Saturday, March 17, 2012

Why

I don't understand why people make things so difficult for themselves and others around them.

We're a very comfortable family. We have a house, a car and no difficulty buying anything we want. We are blessed with relatively good health, good future prospects and there have not been major life-changing events.

Maybe there have been too many blessings that we take for granted, that we start stirring shit for ourselves.

My family/ parents quarrel on an almost daily basis. I simply cannot and never will understand why it is so difficult to enjoy the time that they have together. They work together, live together, eat together, sleep together. Maybe they need their space. Maybe that's why.

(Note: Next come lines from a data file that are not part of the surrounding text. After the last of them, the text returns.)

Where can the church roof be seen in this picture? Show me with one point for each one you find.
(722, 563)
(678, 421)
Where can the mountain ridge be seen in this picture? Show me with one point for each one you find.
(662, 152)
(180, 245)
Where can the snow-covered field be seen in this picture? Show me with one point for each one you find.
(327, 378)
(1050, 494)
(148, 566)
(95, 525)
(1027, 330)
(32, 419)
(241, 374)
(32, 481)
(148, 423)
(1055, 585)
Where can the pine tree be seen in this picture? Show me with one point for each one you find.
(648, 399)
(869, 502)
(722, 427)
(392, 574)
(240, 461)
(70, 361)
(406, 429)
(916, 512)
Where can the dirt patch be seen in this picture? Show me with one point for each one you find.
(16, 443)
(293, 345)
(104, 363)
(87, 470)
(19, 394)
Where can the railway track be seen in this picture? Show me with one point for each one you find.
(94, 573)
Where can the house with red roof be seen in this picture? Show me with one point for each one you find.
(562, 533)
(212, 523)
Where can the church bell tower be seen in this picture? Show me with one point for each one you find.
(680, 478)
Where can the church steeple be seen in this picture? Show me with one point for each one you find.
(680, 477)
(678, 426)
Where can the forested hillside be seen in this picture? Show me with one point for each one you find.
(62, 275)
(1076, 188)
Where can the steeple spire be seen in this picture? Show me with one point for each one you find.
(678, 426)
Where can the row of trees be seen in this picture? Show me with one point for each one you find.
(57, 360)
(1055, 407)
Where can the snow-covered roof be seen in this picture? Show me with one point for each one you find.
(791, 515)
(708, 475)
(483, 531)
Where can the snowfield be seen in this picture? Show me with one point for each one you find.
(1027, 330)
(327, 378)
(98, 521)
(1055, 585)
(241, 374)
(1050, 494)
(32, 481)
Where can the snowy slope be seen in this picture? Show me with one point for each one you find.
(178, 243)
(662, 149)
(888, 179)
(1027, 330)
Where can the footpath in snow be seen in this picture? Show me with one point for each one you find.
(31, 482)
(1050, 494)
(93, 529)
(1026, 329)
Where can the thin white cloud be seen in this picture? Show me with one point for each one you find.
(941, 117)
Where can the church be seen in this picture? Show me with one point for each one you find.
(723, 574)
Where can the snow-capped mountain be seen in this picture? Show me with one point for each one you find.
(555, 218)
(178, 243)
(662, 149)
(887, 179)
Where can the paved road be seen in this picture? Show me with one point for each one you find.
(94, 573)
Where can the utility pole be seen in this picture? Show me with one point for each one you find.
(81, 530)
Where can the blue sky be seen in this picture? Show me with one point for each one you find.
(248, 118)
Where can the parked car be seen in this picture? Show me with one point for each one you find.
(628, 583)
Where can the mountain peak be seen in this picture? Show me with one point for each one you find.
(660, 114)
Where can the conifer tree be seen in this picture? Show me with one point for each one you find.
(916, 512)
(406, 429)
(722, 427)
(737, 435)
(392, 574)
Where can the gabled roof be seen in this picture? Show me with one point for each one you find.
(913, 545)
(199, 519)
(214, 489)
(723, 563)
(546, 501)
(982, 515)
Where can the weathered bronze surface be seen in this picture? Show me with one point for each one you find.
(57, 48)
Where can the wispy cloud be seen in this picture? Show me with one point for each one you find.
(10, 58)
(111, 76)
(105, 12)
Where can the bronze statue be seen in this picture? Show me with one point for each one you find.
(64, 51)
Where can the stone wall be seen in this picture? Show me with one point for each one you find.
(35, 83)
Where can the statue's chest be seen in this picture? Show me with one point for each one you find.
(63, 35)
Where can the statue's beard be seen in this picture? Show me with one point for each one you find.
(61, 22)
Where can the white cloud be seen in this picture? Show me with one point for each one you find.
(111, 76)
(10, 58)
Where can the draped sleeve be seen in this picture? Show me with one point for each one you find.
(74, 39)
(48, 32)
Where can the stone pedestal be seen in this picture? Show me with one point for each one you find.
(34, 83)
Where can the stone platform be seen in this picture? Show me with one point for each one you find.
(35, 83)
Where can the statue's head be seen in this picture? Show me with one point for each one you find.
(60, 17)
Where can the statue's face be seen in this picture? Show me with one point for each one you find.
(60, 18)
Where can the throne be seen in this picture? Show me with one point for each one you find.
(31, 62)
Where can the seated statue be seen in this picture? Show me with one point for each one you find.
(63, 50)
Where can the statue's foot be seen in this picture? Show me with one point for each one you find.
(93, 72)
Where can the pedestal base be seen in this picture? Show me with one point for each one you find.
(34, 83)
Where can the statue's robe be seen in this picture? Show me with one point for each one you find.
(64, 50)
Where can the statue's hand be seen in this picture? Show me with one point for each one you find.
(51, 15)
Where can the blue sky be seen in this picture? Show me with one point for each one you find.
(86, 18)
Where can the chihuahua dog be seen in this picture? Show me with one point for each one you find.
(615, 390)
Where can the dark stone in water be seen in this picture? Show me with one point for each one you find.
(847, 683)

Still, it is immensely heartbreaking to know that such an unpleasant person exists in my family, and continues to make life so difficult for me.

I hope, pray and wish that I will not be another sad story, a reflection of what they are now.

Friday, September 16, 2011

Because this place is getting a little too gloomy

Faith sees the invisible,
Feels the intangible and
Achieves the impossible

Nobody should ever assume that the other is obliged to endure unreasonable or illogical behaviour out of gratitude for kindness previously shown.

Tuesday, September 13, 2011

1 week to the dreaded exams

Did the laundry today.

But apparently I can still be faulted for that. For a small thing like using the short poles to hang the clothes outside. (Even though all the long poles have been used) !@#$!%@$@#

I'm said to be lazy because of that. I obviously raise my voice in self-defence.

Even if the long poles were not all already used, so what? There's no big deal. Really, what is the issue? I simply do not understand.

And she dares to say that I wouldn't use that tone if I were talking to my mother-in-law.

Mother-in-law or not, if you are going to be so ridiculous and you dare to say this sort of rubbish to me, I will tell you to go bloody do the laundry yourself.

She ends off by telling me to ask him when he is going to marry me.

How can anyone live with a person like that?!


Thursday, September 01, 2011

Sick again, don't know what's wrong with my stupid immune system.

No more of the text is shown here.